The “best kind of dialogue across racial lines is not dialogue about race,” said the historian, who has died. We “are all people with many common interests to talk about, and a call for a dialogue on race sets us in opposing camps. ‘Oh, you are the spokesman for the white position and you are the spokesman for the black position.’ That, I don’t think, is likely to lead us to a better society.”
Historian Stephan Thernstrom, who has died, was devoted to the scholarly study of race and ethnicity in America. He held academic appointments at Harvard University, Brandeis University and the University of California, Los Angeles. He and his wife Abigail, who died in 2020, were fellows at the Manhattan Institute for many years. They were awarded a Bradley Prize in 2007.
The Thernstroms extensively researched and wrote about the history and effects of race-based preferential treatment, which they opposed. Their most-prominent co-authored book is perhaps 1997’s America in Black and White: One Nation, Indivisible. In 2002, they co-edited a collection of contributions to Beyond the Color Line: New Perspectives on Race and Ethnicity in America, and in 2003, they co-wrote No Excuses: Closing the Racial Gap in Learning.
Stephan also wrote the two-volume A History of the American People and two books on urban poverty and social mobility, and he edited the Harvard Encyclopedia of American Ethnic Groups.
In 2011—years before the controversial “DEI” label, of course, but not its identity-based thinking—he appeared on a panel, put together by the Hudson Institute’s Bradley Center on Philanthropy and Civic Renewal, with the president and vice president of the W. K. Kellogg Foundation to discuss the foundation’s five-year, $75 million “Racial Healing” grantmaking initiative and its intellectual underpinnings. He had greeted the plan’s announcement with skepticism in a Wall Street Journal op-ed.
“I find it troubling in various ways,” Thernstrom said at the Bradley Center event, “Race and Racism in America: Are We Now a Color Blind Society?” “There are two central premises. One is that the great problem in our society today is white privilege. … I can’t really find out exactly what white privilege is, and how you know when you’ve identified it.”
Kellogg’s “other central premise is that today we have ‘a blatant racial/social caste system in the United States,’” said Thernstrom, quoting a piece by the Kellogg v.p., Gail Christopher. “Well, we did have a caste system in the southern United States, right down to the 1960’s, and it is unrecognizably different from our society today. … [I]s there anything like that today?”

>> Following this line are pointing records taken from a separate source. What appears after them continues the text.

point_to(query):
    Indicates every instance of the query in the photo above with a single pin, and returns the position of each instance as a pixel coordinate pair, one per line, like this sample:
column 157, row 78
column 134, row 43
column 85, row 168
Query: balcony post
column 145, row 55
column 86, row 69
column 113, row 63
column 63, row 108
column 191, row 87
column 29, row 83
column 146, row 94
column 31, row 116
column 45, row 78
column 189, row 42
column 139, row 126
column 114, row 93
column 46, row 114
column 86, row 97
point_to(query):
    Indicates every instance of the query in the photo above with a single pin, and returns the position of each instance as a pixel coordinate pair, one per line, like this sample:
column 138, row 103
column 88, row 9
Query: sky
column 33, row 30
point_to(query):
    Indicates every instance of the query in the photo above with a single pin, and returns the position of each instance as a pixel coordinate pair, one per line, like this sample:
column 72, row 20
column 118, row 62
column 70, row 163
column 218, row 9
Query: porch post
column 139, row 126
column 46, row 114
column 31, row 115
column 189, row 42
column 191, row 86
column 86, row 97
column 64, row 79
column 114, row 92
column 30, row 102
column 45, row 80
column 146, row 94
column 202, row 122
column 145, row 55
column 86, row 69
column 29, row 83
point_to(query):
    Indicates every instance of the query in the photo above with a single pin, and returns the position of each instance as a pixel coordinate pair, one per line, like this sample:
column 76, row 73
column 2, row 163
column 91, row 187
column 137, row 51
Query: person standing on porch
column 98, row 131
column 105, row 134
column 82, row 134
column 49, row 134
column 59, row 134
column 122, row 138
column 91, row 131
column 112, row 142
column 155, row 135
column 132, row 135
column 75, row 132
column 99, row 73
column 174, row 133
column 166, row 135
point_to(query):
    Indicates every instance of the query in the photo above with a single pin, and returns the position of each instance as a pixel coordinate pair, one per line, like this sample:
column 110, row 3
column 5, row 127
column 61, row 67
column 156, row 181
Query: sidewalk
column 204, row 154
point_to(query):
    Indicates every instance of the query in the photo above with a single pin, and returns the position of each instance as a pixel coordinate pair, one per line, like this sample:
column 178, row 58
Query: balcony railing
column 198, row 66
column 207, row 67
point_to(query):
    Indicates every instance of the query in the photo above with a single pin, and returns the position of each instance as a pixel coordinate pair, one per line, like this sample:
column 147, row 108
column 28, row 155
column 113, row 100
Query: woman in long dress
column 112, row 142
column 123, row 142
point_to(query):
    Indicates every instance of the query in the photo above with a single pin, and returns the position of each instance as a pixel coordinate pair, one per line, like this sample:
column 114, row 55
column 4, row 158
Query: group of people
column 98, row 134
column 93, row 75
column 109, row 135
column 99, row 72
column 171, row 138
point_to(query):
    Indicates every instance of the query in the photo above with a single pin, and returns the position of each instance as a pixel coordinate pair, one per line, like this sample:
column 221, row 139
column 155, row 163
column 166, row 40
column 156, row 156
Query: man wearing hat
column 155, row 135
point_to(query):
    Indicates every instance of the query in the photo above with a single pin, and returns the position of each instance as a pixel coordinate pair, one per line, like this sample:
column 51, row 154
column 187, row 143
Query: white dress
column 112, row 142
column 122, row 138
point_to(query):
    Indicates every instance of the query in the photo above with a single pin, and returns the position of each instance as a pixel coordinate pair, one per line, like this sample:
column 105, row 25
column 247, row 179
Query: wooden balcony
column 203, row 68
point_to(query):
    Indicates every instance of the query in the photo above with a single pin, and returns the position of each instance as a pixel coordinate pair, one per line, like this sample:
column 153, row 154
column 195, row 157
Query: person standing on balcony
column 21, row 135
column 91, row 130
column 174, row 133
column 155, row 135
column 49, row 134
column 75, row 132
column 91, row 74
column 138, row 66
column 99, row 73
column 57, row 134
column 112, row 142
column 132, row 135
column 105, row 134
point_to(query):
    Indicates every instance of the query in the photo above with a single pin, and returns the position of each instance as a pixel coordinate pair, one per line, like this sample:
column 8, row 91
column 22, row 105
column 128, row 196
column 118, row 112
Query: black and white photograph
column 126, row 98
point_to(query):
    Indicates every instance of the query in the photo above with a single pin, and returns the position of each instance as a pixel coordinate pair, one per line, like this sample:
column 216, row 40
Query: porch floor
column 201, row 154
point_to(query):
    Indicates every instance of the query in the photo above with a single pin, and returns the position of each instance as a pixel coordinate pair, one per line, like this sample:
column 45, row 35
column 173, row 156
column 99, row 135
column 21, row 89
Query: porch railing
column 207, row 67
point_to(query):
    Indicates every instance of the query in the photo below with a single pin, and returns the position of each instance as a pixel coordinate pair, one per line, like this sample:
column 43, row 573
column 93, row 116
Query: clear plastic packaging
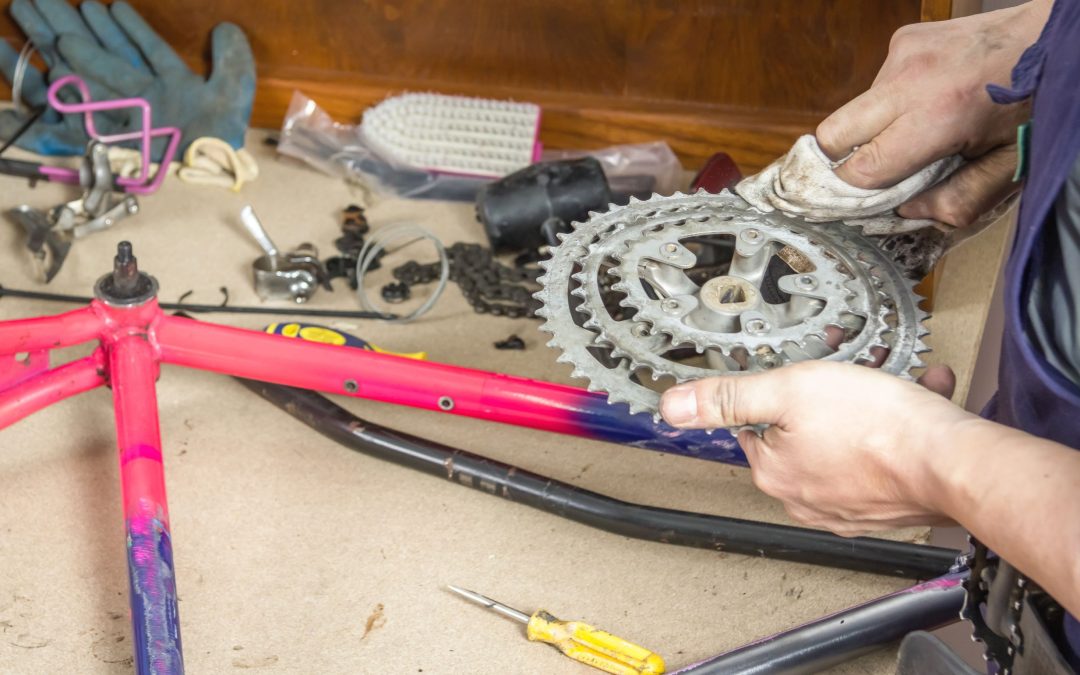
column 638, row 170
column 311, row 135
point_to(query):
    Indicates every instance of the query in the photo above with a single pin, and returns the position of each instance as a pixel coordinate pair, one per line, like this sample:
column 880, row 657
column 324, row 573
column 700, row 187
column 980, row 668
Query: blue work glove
column 117, row 53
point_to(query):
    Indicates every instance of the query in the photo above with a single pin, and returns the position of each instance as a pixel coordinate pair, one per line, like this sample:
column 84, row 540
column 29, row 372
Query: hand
column 929, row 102
column 119, row 55
column 848, row 447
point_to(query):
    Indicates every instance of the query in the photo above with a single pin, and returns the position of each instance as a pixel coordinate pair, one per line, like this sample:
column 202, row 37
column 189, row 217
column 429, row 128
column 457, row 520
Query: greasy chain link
column 489, row 286
column 997, row 648
column 630, row 295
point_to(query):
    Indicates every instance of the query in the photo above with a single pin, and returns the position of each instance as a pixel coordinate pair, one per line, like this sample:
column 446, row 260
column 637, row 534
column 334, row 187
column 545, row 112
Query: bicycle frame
column 135, row 337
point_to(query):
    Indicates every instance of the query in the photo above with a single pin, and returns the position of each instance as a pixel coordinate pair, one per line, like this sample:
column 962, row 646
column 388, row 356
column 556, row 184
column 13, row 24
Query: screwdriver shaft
column 494, row 605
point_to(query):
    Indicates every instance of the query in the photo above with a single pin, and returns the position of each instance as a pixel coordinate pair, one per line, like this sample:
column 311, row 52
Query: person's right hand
column 929, row 100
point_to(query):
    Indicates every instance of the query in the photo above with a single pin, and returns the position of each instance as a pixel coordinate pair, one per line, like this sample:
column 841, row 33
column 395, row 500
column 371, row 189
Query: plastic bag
column 311, row 135
column 638, row 170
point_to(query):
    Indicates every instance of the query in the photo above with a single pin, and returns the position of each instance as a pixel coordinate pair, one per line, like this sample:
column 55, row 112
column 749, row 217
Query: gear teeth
column 864, row 284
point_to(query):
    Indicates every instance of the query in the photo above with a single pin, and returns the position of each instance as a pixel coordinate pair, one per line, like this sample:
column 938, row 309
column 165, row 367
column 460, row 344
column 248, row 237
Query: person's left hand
column 847, row 448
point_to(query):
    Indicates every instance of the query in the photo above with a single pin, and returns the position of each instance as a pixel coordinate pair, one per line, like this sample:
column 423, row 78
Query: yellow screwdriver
column 579, row 640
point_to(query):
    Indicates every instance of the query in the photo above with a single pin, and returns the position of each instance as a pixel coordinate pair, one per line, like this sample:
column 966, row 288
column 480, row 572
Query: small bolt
column 757, row 326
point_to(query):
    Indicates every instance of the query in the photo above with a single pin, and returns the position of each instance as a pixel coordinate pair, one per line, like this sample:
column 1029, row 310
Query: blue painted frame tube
column 156, row 624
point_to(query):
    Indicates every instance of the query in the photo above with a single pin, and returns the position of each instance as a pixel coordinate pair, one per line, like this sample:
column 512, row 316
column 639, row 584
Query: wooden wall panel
column 745, row 76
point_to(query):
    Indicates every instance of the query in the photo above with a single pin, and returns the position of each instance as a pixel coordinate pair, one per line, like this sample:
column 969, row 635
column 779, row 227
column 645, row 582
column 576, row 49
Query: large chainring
column 680, row 287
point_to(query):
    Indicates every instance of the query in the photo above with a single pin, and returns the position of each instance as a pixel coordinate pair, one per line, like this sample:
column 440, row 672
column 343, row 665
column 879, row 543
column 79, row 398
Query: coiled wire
column 379, row 241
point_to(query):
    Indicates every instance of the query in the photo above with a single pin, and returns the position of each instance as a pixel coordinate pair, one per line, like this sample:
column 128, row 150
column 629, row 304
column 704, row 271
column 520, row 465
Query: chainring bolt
column 757, row 326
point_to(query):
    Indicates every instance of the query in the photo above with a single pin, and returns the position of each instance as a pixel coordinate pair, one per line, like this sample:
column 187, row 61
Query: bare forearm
column 1017, row 494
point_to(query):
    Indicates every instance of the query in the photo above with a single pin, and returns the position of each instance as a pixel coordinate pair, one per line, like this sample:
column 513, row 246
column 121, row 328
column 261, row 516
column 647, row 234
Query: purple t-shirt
column 1033, row 394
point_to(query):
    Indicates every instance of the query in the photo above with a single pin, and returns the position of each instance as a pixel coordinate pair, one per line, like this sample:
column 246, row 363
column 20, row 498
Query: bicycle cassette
column 675, row 288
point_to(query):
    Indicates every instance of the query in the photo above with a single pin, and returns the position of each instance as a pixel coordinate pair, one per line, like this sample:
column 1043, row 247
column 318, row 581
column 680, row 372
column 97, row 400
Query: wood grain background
column 741, row 76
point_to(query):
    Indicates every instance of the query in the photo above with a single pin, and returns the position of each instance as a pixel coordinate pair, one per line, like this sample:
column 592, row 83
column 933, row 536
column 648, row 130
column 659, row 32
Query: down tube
column 430, row 386
column 156, row 622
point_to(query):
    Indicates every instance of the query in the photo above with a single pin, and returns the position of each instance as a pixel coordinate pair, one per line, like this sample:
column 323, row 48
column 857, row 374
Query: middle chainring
column 680, row 287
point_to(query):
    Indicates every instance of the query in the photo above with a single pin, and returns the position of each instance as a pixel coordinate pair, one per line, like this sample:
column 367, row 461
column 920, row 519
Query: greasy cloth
column 804, row 184
column 212, row 161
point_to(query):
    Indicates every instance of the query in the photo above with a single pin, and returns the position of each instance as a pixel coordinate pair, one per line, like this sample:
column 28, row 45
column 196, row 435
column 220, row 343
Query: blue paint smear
column 156, row 620
column 612, row 421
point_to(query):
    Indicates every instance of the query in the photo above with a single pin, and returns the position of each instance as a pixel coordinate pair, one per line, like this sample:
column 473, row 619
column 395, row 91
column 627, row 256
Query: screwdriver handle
column 593, row 647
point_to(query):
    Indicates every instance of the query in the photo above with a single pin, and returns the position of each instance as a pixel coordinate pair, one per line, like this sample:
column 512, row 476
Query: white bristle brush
column 455, row 134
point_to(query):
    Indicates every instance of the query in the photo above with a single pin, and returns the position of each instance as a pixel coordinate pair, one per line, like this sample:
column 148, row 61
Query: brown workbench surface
column 294, row 554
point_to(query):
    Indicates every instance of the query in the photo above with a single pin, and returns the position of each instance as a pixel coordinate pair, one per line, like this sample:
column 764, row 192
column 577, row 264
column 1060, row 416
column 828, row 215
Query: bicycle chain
column 1000, row 649
column 489, row 286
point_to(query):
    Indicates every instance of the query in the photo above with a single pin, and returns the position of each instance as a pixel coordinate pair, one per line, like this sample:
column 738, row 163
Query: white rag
column 804, row 184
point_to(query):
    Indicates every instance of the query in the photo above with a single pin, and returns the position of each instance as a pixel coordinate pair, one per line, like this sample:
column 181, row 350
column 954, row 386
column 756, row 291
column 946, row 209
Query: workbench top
column 296, row 555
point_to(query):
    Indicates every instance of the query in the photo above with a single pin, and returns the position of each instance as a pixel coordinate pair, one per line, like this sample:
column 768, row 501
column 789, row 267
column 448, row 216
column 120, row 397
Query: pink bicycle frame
column 135, row 337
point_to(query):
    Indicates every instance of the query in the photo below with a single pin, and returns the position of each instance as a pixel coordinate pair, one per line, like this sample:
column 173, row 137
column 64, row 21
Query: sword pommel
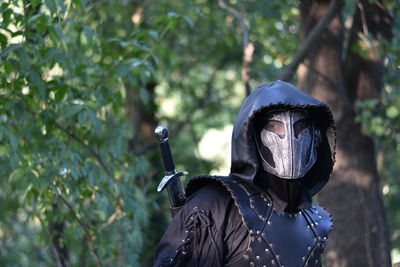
column 161, row 133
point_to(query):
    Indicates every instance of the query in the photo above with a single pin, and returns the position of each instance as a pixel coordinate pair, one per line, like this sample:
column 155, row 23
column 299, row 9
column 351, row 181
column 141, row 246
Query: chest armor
column 278, row 240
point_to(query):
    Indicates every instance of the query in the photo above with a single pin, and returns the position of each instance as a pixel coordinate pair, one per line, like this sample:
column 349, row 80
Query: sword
column 171, row 180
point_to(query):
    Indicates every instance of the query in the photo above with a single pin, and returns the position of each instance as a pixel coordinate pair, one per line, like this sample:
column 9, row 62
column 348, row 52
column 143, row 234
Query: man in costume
column 261, row 214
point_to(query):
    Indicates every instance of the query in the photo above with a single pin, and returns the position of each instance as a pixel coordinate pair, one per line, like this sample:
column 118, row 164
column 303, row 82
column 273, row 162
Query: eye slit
column 275, row 127
column 300, row 125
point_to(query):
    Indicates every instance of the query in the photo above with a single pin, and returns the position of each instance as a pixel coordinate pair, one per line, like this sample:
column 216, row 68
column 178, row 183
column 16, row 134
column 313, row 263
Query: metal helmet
column 287, row 142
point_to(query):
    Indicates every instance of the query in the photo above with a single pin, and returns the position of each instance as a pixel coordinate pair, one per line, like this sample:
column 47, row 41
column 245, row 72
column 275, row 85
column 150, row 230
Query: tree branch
column 248, row 47
column 316, row 32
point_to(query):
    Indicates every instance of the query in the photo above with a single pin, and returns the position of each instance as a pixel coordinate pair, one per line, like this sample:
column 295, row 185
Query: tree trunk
column 360, row 235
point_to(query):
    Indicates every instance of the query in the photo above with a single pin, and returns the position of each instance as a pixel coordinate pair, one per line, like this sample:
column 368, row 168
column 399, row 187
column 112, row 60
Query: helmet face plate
column 287, row 143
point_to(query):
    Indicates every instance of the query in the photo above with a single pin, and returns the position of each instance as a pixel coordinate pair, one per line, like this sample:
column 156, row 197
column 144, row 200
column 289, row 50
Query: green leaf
column 392, row 112
column 16, row 175
column 71, row 110
column 13, row 140
column 3, row 40
column 4, row 150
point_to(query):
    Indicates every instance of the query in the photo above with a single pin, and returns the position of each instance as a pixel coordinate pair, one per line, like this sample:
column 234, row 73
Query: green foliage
column 63, row 132
column 67, row 68
column 381, row 120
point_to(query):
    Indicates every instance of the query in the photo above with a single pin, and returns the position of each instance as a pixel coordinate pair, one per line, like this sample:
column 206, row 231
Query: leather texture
column 285, row 240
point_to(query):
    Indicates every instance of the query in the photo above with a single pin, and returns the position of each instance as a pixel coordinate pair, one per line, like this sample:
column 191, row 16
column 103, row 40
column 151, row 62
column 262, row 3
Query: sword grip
column 167, row 157
column 176, row 193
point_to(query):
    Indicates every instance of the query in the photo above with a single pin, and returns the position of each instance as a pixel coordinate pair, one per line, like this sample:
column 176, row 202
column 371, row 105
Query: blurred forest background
column 84, row 83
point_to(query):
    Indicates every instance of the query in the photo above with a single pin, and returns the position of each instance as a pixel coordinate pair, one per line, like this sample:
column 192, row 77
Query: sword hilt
column 171, row 180
column 161, row 133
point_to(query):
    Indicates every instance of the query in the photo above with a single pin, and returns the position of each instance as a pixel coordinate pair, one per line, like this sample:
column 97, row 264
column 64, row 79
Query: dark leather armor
column 285, row 240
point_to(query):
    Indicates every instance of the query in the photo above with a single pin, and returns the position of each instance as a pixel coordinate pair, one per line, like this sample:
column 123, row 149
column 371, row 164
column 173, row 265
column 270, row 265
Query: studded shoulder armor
column 283, row 240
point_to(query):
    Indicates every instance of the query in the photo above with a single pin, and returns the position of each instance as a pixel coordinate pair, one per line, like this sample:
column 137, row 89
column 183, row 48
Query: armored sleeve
column 207, row 231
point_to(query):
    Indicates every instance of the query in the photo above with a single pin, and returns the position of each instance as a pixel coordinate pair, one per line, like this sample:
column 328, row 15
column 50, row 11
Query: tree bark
column 360, row 235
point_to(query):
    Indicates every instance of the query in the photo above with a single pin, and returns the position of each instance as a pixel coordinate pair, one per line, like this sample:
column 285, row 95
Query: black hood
column 273, row 95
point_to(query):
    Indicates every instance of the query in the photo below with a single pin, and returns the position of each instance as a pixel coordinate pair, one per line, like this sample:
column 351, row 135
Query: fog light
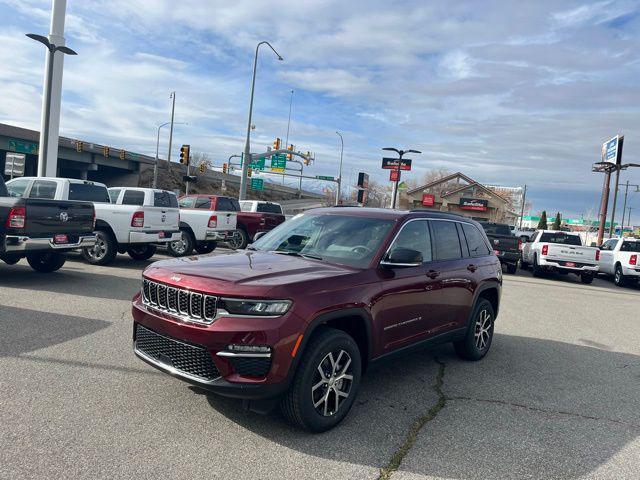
column 248, row 348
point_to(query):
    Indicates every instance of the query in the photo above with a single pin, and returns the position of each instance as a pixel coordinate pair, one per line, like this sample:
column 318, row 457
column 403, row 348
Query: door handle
column 433, row 274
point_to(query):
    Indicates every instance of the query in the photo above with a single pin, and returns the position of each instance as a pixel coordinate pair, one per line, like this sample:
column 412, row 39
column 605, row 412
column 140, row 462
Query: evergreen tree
column 542, row 224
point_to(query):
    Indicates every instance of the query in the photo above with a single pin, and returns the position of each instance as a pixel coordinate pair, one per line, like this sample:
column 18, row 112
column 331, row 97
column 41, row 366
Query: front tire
column 479, row 335
column 142, row 252
column 104, row 251
column 46, row 262
column 183, row 247
column 326, row 382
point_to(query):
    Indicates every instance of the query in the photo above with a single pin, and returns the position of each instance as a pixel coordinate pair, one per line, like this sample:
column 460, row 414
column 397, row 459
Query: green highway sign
column 257, row 184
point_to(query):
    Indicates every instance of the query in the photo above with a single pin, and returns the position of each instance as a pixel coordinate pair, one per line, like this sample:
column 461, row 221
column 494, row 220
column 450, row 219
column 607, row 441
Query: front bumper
column 22, row 244
column 155, row 237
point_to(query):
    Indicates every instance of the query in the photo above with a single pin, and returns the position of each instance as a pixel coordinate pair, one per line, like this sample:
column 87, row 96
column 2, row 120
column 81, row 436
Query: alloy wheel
column 483, row 329
column 332, row 383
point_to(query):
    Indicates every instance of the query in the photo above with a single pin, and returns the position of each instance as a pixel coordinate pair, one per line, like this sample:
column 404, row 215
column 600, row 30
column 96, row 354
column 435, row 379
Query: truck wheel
column 142, row 252
column 104, row 251
column 326, row 382
column 619, row 279
column 183, row 247
column 206, row 247
column 239, row 240
column 46, row 262
column 479, row 335
column 586, row 278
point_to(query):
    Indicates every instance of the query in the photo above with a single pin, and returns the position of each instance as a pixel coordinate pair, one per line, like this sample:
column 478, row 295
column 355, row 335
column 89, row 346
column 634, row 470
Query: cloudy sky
column 507, row 94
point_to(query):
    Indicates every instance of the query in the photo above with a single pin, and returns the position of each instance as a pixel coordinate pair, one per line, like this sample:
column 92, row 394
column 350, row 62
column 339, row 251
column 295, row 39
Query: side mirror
column 402, row 257
column 259, row 235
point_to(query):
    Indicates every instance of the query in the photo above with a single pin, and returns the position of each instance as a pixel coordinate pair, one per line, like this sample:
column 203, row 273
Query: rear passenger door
column 455, row 273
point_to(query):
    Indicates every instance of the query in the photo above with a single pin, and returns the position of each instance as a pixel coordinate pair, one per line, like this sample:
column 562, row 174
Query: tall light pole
column 44, row 149
column 395, row 184
column 155, row 166
column 340, row 169
column 247, row 147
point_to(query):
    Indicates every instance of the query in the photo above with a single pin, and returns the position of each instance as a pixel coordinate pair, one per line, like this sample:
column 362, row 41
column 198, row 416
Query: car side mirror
column 402, row 257
column 259, row 235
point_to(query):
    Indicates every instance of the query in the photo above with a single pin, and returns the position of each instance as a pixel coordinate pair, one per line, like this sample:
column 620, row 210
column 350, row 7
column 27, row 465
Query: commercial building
column 458, row 193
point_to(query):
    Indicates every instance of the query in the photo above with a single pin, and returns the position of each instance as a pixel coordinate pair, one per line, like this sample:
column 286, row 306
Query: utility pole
column 524, row 198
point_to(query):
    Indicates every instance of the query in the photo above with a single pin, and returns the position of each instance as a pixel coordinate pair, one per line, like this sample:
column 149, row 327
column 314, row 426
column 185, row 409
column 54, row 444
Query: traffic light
column 184, row 154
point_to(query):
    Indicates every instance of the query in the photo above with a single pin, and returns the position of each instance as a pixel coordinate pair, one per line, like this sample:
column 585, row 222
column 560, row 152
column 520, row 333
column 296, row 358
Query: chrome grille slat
column 182, row 303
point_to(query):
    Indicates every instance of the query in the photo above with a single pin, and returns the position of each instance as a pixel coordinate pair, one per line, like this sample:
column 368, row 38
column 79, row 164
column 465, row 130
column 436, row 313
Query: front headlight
column 256, row 307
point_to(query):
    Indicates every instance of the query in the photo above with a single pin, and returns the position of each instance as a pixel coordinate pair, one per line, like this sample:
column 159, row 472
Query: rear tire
column 206, row 247
column 142, row 252
column 328, row 374
column 479, row 335
column 104, row 251
column 183, row 247
column 46, row 262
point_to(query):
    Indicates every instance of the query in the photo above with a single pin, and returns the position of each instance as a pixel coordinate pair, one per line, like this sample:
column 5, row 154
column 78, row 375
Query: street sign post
column 256, row 184
column 392, row 164
column 14, row 164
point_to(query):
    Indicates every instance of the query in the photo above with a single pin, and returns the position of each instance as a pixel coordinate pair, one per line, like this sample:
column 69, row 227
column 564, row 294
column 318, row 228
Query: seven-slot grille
column 192, row 306
column 194, row 360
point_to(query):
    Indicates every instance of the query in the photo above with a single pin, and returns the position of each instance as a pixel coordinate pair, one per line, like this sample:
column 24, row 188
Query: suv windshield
column 561, row 238
column 339, row 239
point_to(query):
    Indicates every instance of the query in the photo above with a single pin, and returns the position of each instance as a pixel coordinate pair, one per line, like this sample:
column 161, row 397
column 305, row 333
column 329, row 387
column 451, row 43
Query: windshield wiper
column 297, row 254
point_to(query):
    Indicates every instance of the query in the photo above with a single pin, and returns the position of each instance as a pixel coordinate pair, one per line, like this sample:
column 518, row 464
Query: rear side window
column 475, row 241
column 445, row 240
column 165, row 200
column 133, row 197
column 269, row 208
column 415, row 236
column 43, row 189
column 561, row 238
column 88, row 192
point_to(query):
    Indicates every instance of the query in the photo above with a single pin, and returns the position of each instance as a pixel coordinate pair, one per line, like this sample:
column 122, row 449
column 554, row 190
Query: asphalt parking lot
column 558, row 396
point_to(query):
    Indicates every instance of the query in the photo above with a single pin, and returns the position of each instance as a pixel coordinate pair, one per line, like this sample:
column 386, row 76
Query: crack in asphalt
column 543, row 410
column 416, row 427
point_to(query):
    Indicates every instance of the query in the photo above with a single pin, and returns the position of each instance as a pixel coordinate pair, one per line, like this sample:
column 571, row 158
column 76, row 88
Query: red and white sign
column 428, row 200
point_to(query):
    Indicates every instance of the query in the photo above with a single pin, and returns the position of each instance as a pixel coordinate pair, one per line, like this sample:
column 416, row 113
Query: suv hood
column 246, row 268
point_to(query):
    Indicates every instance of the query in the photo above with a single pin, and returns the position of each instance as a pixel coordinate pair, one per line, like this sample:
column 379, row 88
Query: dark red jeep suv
column 298, row 316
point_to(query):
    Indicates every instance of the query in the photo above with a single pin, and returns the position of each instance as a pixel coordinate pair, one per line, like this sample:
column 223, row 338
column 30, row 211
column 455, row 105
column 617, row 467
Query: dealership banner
column 473, row 204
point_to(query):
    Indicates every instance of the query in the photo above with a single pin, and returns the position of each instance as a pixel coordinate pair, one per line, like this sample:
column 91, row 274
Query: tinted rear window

Thernstrom complimented Kellogg president Sterling Speirn’s welcoming of open and frank dialogue. “[M]any of the people who call for such dialogue don’t really want a dialogue,” however, Thernstrom said. “[T]hey want, in Dr. Christopher’s words, for blacks to explain ‘the painful experiences and destructive impact associated with our national, individual, and group racial wounds.’ And for whites to say, ‘Ah, at last I get it. I agree with you. What should we do about it?’”
Of the major philanthropically prescribed initiative, Thernstrom said, “I am somewhat doubtful that the effort being made here will in fact produce genuine racial dialogue.” He then concluded with a call for a different kind of dialogue.
[T]he best kind of dialogue across racial lines is not dialogue about race. It’s dialogue about whether the Knicks will beat the Celtics in the first round of the playoffs. It’s dialogue about what’s going on in this weird war in Libya. It is dialogue not focused on race, because in fact we are all people with many common interests to talk about, and a call for a dialogue on race sets us in opposing camps. “Oh, you are the spokesman for the white position and you are the spokesman for the black position.” That, I don’t think, is likely to lead us to a better society.